FCA fines insurance firm for poor sales practices: FCA has fined Stonebridge International Insurance Limited £8,373,600 in relation to sales of accident insurance products. It found that, for a period of over 18 months, the firm sold accidental death, accident cash plan and personal accident products to unqualified and inexperienced retail customers in the UK, Germany, France, Italy and Spain, using outsourced sales services. The customer base was middle-income but did not have degrees or professional qualifications and was identified from sales lists received from various business partners of the firm, who in turn received commission for providing the names. The firm employed outsourced sales staff, and encouraged them to sell more expensive products than were necessary and to discourage any customers from ringing up to cancel. FCA found the customers did not have fair, clear and balanced information and the firm's procedures lacked the systems and controls to ensure it treated customers fairly. FCA calculates that nearly half a million customers could be affected and the firm has already agreed to provide redress of around £400,000. (Source: FCA Fines Insurance Firm for Poor Sales Practices)

FCA says firms must improve credit promotions: FCA says promotions for consumer credit products often still do not meet its requirements of being clear, fair and not misleading. Since 1 April, it has reviewed over 1,500 financial promotions for consumer credit products and opened 227 cases about non-compliant promotions. The culprits are usually payday loans, debt management services and credit brokers. A quarter of the new cases relate to advertisements for high-cost short-term credit. FCA found many of these do not prominently display a risk warning or representative APR. The vast majority of the cases to date relate to digital media.
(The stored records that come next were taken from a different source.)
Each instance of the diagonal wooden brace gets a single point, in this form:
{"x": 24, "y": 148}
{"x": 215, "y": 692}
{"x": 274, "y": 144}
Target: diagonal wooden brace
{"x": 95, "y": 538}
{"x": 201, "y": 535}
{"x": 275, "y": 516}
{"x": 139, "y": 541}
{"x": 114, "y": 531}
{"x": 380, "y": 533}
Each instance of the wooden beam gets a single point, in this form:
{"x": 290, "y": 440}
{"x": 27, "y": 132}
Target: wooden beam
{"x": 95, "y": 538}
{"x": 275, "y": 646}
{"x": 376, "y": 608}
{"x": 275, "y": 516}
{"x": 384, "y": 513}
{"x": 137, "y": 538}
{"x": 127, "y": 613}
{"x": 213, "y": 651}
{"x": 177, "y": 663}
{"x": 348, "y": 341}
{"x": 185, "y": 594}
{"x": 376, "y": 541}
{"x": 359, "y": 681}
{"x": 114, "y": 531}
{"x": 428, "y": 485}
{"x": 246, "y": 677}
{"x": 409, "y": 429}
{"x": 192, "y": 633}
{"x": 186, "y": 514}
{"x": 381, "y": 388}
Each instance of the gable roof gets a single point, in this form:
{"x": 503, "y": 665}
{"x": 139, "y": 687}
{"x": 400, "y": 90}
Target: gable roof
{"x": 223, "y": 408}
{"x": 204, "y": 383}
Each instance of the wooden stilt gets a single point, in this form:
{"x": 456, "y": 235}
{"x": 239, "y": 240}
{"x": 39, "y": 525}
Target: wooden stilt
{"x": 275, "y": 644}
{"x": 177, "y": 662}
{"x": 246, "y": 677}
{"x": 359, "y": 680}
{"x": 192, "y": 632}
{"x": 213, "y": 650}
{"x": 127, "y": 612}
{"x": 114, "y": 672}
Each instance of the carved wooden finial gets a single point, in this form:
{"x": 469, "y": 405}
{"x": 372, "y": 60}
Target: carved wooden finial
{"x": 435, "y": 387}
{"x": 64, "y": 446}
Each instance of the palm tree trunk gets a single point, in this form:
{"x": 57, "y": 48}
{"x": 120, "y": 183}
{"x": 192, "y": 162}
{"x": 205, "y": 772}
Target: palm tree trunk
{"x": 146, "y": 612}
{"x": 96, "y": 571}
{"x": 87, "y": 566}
FCA gave some examples of promotions it had found to be misleading, which included:

  • debt management firm advertisements that did not make it clear the services were not free;
  • promotions that claimed firms would provide credit regardless of customers’ circumstances;
  • a logbook lender who, among other misleading information, implied its services were endorsed by FCA; and
  • internet search terms that took consumers to unrelated sponsored links which may have misled customers into thinking there was a connection between the search term and the product.